Stuttgart/Waldenbuch.
Die Deutsche Bahn lässt bei Waldenbuch im Naturpark Schönbuch (Kreis Böblingen) Bäume präparieren, damit sich dort Juchtenkäfer ansiedeln können. Dabei handele es sich um Auflagen für Rodungen im Zuge des Bauprojekts Stuttgart 21, wie Bahn-Sprecher Jörg Hamann sagte. Die Bahn stellt die Maßnahmen heute der Öffentlichkeit vor.

Der Juchtenkäfer ist sehr selten und steht unter EU-Schutz. Die Bahn hat am Stuttgarter Rosensteinpark zum Bau neuer Tunnel sechs Bäume gefällt, an denen sein Vorkommen angenommen wurde. Dazu benötigte sie eine Sondergenehmigung der Europäischen Kommission. Bedingung der EU für die Genehmigung waren Ausgleichsmaßnahmen, um dem Juchtenkäfer Lebensraum zu bieten. Im Schönbuch gibt es bereits Populationen der seltenen Käferart. Ihr Habitat soll jetzt zwischen Waldenbuch und Schönaich vergrößert und gesichert werden. Für die Umsetzung ist das Amt für Forsten des Landkreises Böblingen verantwortlich.
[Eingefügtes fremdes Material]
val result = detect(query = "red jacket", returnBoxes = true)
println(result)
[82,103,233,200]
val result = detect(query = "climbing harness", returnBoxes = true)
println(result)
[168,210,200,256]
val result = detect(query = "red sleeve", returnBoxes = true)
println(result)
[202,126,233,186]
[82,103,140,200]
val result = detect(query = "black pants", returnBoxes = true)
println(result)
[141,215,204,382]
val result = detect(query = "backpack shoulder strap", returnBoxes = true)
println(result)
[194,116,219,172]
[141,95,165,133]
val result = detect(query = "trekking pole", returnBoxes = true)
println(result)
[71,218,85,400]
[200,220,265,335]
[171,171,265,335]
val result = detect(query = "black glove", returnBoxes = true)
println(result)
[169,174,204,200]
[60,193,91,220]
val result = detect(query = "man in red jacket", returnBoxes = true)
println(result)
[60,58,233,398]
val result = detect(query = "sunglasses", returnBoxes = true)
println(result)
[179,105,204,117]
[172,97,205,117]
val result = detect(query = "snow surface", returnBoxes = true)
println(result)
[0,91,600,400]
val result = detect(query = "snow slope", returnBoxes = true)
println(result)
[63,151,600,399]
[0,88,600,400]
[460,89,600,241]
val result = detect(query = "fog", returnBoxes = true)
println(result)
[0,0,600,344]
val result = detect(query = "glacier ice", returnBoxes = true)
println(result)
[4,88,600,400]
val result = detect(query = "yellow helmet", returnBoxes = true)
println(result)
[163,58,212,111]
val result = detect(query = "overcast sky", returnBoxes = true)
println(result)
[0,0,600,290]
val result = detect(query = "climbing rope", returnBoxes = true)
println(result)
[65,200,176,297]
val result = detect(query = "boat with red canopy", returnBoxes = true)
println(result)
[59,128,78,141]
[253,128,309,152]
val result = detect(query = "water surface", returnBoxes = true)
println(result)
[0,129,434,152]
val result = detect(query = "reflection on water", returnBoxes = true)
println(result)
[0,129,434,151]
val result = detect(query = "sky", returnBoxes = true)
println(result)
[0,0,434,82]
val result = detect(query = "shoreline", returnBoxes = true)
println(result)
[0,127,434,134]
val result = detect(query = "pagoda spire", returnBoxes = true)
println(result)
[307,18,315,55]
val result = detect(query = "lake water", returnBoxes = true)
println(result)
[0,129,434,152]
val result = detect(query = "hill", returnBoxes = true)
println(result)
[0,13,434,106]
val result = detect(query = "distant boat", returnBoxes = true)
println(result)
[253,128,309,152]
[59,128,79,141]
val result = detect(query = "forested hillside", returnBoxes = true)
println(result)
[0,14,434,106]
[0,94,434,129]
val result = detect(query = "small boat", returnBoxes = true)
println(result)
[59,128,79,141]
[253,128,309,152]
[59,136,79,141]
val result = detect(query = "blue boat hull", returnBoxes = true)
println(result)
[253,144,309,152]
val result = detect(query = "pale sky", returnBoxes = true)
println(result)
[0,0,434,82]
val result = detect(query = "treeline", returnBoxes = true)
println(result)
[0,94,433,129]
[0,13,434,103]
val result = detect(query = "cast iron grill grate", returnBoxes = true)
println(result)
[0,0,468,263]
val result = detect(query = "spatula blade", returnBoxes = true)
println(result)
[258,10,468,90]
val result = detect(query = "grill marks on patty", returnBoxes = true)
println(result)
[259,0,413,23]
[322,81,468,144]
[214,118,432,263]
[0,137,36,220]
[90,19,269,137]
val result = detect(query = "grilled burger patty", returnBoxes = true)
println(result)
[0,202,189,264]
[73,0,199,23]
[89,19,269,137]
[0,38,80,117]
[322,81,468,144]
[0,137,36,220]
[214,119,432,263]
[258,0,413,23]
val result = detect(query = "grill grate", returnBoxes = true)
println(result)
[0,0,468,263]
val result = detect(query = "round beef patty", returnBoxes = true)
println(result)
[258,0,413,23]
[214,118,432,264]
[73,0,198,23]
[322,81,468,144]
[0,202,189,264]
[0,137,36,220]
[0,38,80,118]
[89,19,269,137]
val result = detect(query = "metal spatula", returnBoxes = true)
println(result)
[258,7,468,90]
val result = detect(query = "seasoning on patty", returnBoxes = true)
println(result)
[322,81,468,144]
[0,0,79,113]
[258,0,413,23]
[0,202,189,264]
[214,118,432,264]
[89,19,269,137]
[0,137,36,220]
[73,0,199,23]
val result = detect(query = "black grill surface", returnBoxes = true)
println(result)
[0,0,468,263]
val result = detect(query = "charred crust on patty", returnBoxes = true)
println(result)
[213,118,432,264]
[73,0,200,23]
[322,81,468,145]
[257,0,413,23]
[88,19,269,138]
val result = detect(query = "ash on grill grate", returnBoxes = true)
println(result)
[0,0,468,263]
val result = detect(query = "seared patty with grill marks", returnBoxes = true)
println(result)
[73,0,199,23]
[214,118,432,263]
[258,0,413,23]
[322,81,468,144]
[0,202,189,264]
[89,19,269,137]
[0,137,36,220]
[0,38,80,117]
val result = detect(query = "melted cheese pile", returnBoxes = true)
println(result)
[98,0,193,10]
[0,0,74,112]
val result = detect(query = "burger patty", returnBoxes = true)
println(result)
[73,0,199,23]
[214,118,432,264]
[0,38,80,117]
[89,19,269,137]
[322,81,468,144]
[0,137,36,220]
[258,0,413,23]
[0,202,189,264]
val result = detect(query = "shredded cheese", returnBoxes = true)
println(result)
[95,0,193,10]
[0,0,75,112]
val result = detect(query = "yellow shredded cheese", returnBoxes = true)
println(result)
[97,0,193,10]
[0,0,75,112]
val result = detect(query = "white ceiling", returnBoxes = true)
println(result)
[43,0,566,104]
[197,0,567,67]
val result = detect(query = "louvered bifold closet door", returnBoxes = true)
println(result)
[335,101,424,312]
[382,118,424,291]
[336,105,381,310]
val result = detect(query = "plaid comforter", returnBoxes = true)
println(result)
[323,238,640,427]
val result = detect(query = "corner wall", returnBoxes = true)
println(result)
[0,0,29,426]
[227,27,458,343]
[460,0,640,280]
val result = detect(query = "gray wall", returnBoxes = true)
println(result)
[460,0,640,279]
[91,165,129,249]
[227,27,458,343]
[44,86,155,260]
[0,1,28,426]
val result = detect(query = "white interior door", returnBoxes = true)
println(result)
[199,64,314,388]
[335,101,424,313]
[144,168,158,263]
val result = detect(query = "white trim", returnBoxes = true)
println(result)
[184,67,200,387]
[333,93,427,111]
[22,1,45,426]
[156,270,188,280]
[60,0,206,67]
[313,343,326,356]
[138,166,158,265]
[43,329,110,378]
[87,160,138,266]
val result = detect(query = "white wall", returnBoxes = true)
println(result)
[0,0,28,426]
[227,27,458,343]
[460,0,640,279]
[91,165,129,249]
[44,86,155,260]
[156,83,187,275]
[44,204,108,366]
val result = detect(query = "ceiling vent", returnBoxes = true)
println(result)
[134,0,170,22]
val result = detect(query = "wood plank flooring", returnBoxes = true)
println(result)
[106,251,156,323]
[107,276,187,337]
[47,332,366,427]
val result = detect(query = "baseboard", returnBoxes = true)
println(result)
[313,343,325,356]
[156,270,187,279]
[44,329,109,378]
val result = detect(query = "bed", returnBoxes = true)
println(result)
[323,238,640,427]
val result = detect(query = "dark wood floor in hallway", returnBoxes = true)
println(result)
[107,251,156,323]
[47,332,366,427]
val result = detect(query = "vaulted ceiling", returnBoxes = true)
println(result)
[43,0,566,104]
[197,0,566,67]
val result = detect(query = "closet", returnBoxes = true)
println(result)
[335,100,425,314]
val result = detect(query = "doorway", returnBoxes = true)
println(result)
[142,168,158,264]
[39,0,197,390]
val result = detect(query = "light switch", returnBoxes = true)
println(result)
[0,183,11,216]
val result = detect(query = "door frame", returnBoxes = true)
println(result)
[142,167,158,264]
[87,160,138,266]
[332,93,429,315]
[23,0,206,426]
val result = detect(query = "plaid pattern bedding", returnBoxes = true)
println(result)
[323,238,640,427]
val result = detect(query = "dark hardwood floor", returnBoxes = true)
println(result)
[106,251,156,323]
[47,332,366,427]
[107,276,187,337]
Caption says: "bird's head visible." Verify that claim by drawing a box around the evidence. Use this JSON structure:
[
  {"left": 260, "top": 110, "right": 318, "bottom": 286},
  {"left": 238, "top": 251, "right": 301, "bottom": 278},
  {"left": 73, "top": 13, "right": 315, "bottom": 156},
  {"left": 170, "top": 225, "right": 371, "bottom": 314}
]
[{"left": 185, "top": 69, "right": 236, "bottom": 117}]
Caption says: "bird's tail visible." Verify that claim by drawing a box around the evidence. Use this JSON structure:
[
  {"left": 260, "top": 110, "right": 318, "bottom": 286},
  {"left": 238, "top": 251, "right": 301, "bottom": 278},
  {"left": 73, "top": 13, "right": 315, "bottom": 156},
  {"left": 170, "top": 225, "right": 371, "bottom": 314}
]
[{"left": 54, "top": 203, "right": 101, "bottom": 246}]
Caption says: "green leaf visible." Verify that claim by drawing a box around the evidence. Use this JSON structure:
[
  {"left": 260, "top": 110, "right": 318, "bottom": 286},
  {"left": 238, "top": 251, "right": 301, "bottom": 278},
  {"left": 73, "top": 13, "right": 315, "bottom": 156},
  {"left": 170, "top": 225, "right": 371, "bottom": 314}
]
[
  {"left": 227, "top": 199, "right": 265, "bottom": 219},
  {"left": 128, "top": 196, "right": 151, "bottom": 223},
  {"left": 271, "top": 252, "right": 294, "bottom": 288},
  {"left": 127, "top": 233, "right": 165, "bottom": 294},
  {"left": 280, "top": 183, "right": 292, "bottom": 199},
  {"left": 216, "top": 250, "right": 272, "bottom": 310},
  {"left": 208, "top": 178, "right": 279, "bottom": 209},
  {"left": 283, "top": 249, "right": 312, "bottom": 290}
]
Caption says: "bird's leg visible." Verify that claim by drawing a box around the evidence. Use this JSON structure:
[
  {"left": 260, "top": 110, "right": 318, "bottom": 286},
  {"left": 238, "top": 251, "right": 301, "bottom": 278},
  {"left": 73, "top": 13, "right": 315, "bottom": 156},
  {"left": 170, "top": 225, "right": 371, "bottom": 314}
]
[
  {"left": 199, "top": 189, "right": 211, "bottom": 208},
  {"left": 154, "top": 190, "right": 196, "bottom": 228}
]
Mögliche Juchtenkäfervorkommen hatten seit Beginn der umstrittenen Tieferlegung des Stuttgarter Hauptbahnhofs bereits mehrfach für Wirbel gesorgt. 2016 hatte die Bahn zum Ausgleich für gefällte sogenannte Juchtenkäferverdachtsbäume zwei neue Platanen im Schlossgarten pflanzen lassen. Bei den Fällarbeiten im Februar 2018 war ein Flasche mit Käferkot gefunden worden. Die Bahn verdächtigt Projektgegner, sie ausgelegt zu haben, um den Umbau zu behindern. Der Konzern erstattete Anzeige, die Staatsanwaltschaft Stuttgart erkannte aber keinen Straftatbestand und nahm keine Ermittlungen auf.